I also understand completely that the market doesn't only go up and corrections are a part of investing in equities. My lack of confidence in returning to some form of normalcy has a lot to do with our current "leadership". I'll leave it at that.

As suggested, I'll do more research on a more appropriate AA.

Everyone loves risk when the market is up and gets FOMO for not finding the hot stock or hot fund. Then the market tanks and everyone hates risk and swears they clearly saw the problems coming and almost got out, but then the sun got in their eyes and they froze.

You have been guilty of this, making a rash move to time the market by dumping your bonds, even though you really should have some near retirement. Since that didn't work out, your proposal is to make another rash move to try to time the market again.

Even experts can't do this as it presumes you know more than everybody else, not just about the myriad possible events in the future, but others' reactions in the markets to those events. That's just not real. If anyone has proven they can do that, we don't know them as they are on their mega yacht.

You said you were hoping for an average return of 7%. That's pretty close. After inflation and including dividends, stocks have given about 6.6% for decades, including the World Wars, Great Depression, Great Financial Crisis and everything else. That's a great result, but it only went to folks that could stay on the risk roller coaster. You have to accept that in order to get that return, you have to live with the fact that stocks can be down a painful amount for an excruciatingly long time.

Look at the wiki at bogleheads.org for a primer on investing, making an investment policy statement, staying the course, etc. Given your stage in life, it probably is advisable to hold more bonds, but you need to teach yourself that you can't market time or you will forever be making mistakes.
 
I appreciate this perspective and the inflation run up inspired me to get clever (bad move, ultimately) and sell my bond fund holdings because I was convinced that my returns would not keep up with inflation. Had I held them, I would still be down but not as much as I am due to holding only equities.

I also understand completely that the market doesn't only go up and corrections are a part of investing in equities. My lack of confidence in returning to some form of normalcy has a lot to do with our current "leadership". I'll leave it at that.

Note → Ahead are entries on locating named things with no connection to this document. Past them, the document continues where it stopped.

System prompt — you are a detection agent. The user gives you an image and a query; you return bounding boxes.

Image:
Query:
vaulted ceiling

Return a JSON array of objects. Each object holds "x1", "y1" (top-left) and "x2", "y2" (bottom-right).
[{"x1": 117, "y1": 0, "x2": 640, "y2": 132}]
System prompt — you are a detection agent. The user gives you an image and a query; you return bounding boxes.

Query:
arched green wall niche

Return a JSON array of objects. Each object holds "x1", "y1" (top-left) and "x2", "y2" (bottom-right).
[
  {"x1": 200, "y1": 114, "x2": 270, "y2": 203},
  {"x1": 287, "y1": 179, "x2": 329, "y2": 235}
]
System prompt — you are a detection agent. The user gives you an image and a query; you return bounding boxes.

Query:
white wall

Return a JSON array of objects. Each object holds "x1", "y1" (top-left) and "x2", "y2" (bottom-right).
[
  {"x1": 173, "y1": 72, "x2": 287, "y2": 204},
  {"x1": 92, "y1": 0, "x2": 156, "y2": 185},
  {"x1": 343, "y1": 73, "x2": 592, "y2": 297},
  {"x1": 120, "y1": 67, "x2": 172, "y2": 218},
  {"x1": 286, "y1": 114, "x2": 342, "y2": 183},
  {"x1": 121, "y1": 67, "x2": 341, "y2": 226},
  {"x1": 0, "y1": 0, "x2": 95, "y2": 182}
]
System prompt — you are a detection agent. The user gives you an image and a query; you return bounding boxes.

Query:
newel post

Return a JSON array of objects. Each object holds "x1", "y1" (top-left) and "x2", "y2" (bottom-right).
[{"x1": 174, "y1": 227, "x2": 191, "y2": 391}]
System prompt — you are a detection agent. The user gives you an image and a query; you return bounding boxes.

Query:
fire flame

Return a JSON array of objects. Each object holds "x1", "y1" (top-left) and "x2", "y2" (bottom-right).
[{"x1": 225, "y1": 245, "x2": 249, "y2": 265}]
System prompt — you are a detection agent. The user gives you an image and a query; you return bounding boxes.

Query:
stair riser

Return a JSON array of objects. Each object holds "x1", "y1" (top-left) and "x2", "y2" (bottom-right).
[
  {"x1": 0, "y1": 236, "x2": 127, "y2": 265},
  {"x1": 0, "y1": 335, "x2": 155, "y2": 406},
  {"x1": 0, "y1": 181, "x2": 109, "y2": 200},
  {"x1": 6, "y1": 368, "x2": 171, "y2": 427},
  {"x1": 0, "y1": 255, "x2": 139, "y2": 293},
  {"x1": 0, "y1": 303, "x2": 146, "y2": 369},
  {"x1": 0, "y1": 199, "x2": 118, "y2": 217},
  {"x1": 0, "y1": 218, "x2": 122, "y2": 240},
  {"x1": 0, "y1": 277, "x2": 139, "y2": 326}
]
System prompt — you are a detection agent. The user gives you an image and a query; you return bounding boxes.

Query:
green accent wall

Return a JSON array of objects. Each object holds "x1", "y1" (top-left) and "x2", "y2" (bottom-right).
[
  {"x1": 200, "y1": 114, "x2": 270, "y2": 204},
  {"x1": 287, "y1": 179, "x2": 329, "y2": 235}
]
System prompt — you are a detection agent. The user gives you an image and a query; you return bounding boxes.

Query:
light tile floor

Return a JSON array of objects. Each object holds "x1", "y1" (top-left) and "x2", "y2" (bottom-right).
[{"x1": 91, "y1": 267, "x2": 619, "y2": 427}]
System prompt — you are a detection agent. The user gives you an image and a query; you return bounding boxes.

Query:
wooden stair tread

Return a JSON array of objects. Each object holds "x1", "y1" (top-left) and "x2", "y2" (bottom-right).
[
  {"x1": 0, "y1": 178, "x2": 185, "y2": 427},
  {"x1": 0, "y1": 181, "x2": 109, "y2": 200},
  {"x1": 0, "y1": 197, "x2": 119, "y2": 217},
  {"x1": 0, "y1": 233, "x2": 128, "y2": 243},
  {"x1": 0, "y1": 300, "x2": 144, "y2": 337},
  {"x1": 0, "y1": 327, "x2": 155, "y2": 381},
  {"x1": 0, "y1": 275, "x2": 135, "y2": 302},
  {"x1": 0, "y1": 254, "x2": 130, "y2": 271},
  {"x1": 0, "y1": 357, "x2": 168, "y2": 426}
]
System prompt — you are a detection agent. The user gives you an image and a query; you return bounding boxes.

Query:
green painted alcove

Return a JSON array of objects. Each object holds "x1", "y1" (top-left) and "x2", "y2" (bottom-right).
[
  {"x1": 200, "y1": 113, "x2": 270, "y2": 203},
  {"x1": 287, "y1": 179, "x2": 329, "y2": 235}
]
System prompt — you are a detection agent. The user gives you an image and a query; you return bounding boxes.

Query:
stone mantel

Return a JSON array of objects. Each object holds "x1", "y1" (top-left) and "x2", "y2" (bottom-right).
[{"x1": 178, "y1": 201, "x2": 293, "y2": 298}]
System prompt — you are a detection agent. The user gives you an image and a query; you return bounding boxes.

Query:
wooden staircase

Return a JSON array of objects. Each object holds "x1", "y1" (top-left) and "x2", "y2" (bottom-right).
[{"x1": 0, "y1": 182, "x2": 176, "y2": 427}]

As suggested, I'll do more research on a more appropriate AA.

It's interesting how people make drastic, life-changing portfolio moves based upon political leanings. I get it - if someone feels the country's on a dangerous path, it's tempting to jump off before the "crash".

I remember when Trump won, there were so many Boglehead posts about people selling 100% of their equities - as they firmly believed the viability of the U.S., the future, the entire way of life was in danger. Rinse and repeat when Biden won with a different crowd.

Obviously no crystal ball, but most of the time here in the U.S., the market, economy and other factors prove far more complex and surprisingly unpredictable vs solely driven by the actions of a single guy in office.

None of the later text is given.